Step D: Implement Flag-Based Testing

Prompt 8 requires testing both new and legacy code paths. This is a critical part of the consolidation.

  1. Use ExUnit Tags: Create tests that explicitly set the feature flag state for their duration.

  2. Create a Test Helper: Add a helper in test/support/feature_flag_helpers.ex to simplify this.

  3. Duplicate Critical Tests: For each migrated component, ensure there is a test suite that runs with the flag enabled and another that runs with it disabled.

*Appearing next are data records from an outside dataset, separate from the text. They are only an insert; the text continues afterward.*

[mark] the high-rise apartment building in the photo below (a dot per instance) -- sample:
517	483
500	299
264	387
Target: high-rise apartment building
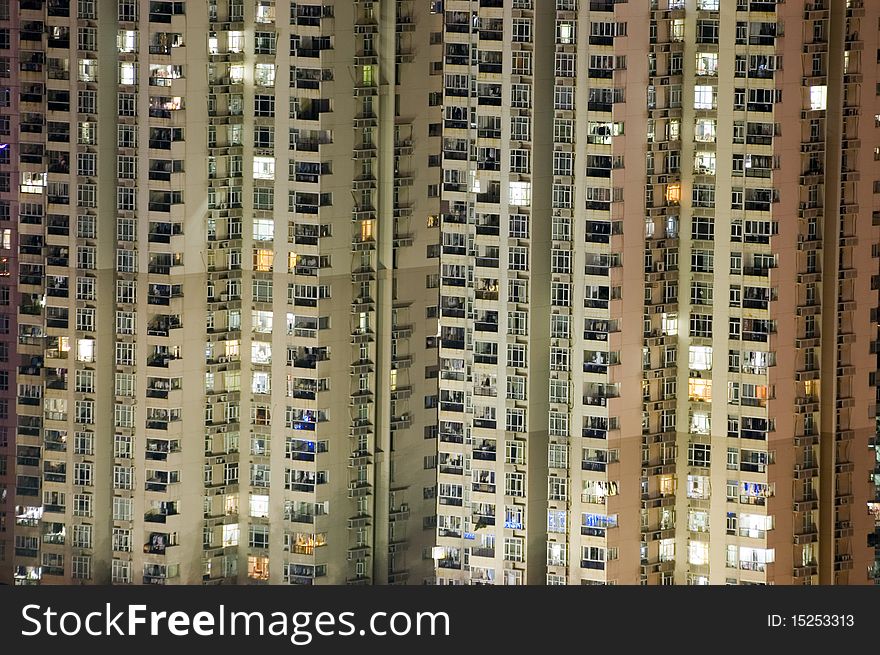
229	254
658	292
217	215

    # in test/support/feature_flag_helpers.ex
    defmodule FeatureFlagHelpers do
      def with_flag(flag, value, fun) do
        original_value = Foundation.FeatureFlags.enabled?(flag)
        Foundation.FeatureFlags.set(flag, value)
        fun.()
      after
        Foundation.FeatureFlags.set(flag, original_value)
      end
    end
    
    # in a test file, e.g., test/foundation/error_context_test.exs
    import FeatureFlagHelpers
    
    describe "ErrorContext with legacy implementation" do
      test "sets context using Process.get/put" do
        with_flag :use_logger_error_context, false, fn ->
          Foundation.ErrorContext.set_context(%{user_id: 123})
          assert Process.get(:error_context) == %{user_id: 123}
        end
      end
    end
    
    describe "ErrorContext with new implementation" do
      @tag feature_flag: :enabled
      test "sets context using Logger.metadata" do
        with_flag :use_logger_error_context, true, fn ->
          # Test Logger.metadata behavior
        end
      end
    end
    

By following this consolidated plan, you will successfully implement the feature flag system described in Prompt 8, fully addressing the migration needs of all components from Prompts 2 through 7 and leveraging the existing codebase structures.